Emergenza Covid. Gli obitori di Treviso e Montebelluna sono pieni di morti per il virus

Emergenza Covid. Gli obitori di Treviso e Montebelluna sono pieni di morti per il virus

di Paolo Calia

TREVISO - Le immagini di un fine settimana folle sono due: gli obitori di Treviso e Montebelluna con i posti esauriti per i troppi morti per Covid di questi giorni e il Calmaggiore transennato per porre un limite al fiume di gente in arrivo. Un dato per capire la mole di persone piombata sabato in centro: le telecamere agli accessi della città hanno contato 61mila veicoli. Il tutto in barba a ogni tipo di precauzione anti-contagio. E il sindaco Mario Conte commenta amaro: «Troppa indifferenza».


Sindaco, gli obitori non hanno più posto ma tanta gente non rinuncia alla passeggiata in centro.
«Non capisco questa indifferenza. L’immagine degli obitori pieni è impressionante. Ma lo sono anche i numeri: oltre 102 persone ricoverate in ospedale, 25 in terapia intensiva. Personalmente ho amici che sono risultati positivi, altri in difficoltà col lavoro. Bisogna pensare a tutelare se stessi e gli altri».


Limitare gli ingressi al Calmaggiore ha funzionato?
«Sì. Ci ha consentito di distribuire la gente in molte vie eliminando così gli assembramenti».

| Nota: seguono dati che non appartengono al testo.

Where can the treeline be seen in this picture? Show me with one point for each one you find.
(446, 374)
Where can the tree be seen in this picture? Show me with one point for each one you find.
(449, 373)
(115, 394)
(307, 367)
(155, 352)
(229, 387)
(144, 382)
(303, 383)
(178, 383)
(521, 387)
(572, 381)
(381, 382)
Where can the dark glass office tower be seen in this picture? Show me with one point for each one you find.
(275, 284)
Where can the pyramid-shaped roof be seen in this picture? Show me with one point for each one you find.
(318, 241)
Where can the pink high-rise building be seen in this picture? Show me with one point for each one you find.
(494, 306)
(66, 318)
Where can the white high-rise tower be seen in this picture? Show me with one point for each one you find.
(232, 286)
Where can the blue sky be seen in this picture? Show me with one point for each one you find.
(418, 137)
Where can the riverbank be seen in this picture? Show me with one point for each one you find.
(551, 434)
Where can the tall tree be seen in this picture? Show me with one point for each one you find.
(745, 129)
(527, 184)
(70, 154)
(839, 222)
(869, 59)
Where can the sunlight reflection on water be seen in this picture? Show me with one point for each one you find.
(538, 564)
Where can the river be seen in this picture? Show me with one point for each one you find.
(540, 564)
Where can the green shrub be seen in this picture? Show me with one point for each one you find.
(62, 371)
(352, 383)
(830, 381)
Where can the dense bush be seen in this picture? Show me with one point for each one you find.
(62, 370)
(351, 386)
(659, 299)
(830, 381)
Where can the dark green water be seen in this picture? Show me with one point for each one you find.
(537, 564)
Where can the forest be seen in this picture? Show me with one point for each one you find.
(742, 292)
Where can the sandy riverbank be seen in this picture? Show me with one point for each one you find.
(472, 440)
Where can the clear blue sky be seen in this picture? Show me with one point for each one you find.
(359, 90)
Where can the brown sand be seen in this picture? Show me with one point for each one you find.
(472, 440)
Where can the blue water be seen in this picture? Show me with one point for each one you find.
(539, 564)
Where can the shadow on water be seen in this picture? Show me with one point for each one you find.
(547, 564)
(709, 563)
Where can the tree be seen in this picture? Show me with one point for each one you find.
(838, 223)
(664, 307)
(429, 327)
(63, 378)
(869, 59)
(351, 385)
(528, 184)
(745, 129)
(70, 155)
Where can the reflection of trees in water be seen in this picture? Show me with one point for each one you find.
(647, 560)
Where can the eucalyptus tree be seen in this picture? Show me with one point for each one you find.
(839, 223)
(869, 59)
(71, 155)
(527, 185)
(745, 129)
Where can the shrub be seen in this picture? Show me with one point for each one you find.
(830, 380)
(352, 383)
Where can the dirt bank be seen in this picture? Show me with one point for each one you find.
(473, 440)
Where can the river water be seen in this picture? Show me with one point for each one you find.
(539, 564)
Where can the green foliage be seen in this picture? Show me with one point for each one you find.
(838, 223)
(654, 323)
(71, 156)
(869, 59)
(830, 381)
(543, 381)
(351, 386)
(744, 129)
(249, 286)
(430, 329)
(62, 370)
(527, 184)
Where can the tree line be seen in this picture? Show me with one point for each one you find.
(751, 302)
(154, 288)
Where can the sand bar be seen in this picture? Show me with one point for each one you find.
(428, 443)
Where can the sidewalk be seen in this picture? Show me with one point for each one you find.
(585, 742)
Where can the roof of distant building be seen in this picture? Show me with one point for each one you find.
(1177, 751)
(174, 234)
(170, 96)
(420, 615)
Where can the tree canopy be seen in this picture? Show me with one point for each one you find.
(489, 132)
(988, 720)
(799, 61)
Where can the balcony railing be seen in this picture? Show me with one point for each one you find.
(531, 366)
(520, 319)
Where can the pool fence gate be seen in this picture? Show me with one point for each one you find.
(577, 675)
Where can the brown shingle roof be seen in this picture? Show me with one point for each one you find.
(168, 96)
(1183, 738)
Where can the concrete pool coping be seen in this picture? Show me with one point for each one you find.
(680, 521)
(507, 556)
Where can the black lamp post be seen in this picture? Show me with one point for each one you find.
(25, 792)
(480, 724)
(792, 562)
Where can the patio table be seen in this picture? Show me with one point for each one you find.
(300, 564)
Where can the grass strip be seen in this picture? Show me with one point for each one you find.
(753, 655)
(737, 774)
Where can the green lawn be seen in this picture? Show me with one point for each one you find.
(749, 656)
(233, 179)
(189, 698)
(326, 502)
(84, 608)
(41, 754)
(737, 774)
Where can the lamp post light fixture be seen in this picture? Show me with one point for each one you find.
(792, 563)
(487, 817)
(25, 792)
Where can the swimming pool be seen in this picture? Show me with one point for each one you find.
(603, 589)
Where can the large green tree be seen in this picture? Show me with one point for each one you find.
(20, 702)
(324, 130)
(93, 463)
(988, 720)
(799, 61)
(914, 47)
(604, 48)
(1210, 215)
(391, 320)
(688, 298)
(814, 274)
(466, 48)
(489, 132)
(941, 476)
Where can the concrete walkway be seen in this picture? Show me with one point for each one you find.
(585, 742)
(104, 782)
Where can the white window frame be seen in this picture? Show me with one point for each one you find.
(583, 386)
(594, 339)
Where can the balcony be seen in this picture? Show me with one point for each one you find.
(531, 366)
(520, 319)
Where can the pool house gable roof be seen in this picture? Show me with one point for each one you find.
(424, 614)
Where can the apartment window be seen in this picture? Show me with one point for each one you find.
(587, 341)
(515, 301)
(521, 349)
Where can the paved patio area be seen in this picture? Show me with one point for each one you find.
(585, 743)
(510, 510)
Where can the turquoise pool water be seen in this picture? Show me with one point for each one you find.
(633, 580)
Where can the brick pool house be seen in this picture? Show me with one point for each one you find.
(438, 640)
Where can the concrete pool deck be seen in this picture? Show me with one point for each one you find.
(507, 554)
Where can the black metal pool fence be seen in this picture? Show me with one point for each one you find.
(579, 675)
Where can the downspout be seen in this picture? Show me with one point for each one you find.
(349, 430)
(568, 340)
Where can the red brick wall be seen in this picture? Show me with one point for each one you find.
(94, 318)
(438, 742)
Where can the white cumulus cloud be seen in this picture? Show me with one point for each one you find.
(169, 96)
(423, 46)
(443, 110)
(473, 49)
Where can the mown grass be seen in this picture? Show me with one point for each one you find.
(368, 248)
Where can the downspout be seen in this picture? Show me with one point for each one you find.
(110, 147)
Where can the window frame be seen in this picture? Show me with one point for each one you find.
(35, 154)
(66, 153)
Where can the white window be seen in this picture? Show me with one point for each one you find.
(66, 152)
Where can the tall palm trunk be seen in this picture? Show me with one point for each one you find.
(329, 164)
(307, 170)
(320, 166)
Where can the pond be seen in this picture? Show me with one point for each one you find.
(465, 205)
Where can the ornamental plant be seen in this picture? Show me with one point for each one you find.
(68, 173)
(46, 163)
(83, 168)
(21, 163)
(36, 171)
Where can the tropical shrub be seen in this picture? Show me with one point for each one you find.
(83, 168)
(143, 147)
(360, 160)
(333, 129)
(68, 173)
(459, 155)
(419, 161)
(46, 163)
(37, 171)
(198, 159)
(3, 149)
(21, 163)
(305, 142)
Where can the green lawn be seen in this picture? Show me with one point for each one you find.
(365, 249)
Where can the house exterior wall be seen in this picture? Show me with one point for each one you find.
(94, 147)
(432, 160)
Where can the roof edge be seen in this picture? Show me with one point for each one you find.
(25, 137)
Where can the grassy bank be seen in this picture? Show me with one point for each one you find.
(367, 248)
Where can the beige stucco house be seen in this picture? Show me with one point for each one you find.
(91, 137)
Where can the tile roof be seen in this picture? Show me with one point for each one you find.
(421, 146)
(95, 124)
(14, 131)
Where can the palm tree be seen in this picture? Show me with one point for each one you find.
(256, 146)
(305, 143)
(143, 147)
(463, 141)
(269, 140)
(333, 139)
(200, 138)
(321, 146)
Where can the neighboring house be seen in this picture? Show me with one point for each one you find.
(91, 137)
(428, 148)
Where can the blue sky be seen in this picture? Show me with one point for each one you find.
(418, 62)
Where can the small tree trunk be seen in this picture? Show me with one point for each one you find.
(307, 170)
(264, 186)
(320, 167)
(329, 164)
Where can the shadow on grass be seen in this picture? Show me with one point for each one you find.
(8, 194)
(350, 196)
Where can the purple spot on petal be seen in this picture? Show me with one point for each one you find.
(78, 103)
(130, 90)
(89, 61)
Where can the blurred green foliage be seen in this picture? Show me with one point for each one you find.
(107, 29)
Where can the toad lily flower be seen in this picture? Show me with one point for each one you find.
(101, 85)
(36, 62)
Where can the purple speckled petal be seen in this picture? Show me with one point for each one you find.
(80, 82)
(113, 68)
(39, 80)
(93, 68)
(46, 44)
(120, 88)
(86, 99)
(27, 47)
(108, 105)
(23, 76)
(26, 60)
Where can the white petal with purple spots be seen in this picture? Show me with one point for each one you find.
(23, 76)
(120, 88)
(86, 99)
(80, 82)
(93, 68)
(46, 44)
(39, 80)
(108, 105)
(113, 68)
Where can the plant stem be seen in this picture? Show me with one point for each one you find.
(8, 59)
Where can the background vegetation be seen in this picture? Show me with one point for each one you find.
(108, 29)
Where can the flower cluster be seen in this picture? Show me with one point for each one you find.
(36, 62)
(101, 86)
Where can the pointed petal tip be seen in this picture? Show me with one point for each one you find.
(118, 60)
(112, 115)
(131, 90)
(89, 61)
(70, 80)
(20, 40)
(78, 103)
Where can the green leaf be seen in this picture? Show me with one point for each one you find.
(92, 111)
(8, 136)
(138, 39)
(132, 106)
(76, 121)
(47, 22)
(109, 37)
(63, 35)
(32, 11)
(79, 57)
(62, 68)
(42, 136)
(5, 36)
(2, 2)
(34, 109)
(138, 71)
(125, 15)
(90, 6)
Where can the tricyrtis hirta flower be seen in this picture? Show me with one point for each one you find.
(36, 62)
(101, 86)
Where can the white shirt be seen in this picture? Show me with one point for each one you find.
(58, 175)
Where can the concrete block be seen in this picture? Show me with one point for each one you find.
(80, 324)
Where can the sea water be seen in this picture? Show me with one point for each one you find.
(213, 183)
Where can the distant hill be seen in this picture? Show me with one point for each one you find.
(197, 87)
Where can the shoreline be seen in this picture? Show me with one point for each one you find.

Stefano Pelloni, capogruppo del Pd, dice che invece avete creato assembramenti nelle vie e nelle piazze circostanti.
«Pelloni non sa di cosa sta parlando. Abbiamo fatto in modo di diluire la folla: sono arrivate 61mila auto in città. Mettiamo che una parte siano state di residenti, comunque in centro nelle ore clou del pomeriggio c’erano non meno di 60mila persone. E le abbiamo gestite bene grazie alla polizia locale e alla Protezione civile. Se Pelloni ha idee migliori può alzare il telefono e chiamarmi. Ma non l’ho mai sentito».


Però appare contraddittorio vederla promuovere le iniziative per il Natale e poi chiudere il Calmaggiore per troppa gente.
«Sarebbe stato sicuramente più facile non fare niente: non mettere le luminare, annullare tutto.

Ma abbiamo pensato che c’è anche una componente psicologica da preservare: abbiamo bisogno del bello, della speranza. Ma dobbiamo affrontarla con responsabilità».


La chiusura improvvisa di una strada o una piazza sarà una soluzione che adotterete ancora?
«Certamente. Col le telecamere terremo d’occhio l’afflusso di gente pronti a intervenire ogni volta che ci accorgeremo che il distanziamento sta per venire meno. È accaduto così anche sabato: quando dai monitor è stato chiaro che la gente era troppa ho detto alla polizia locale di chiudere e ho avvisato il prefetto».


Vale solo per il Calmaggiore o anche per altre zone della città?
«Vale sempre. Devo anche sottolineare un altro problema: sono stati tantissimi quelli arrivati a Treviso da fuori, anche da altre province e comuni. È complicato non farli venire qui».


Fa bene quindi il governo a impedire gli spostamenti tra comune e comune per le festività?
«Possiamo anche fare un provvedimento al giorno, sempre più restrittivo. Ma se la mentalità è quella di trovare una scappatoia, non si avrà mai una soluzione efficace. La gente deve mettersi in testa che bisogna tutelare la salute».


Se la limitazione degli ingressi non dovesse bastare, si passerà alle ordinanze di chiusura?
«Vedremo. Intanto andiamo avanti così, ma ogni giorno è un banco di prova. C’è il rammarico che questa pandemia ci sta facendo buttare via quanto seminato in due anni: il 2020, senza Covid, sarebbe stato un Natale record per le presenze. Ma ci rifaremo nel 2021. Ne sono sicuro».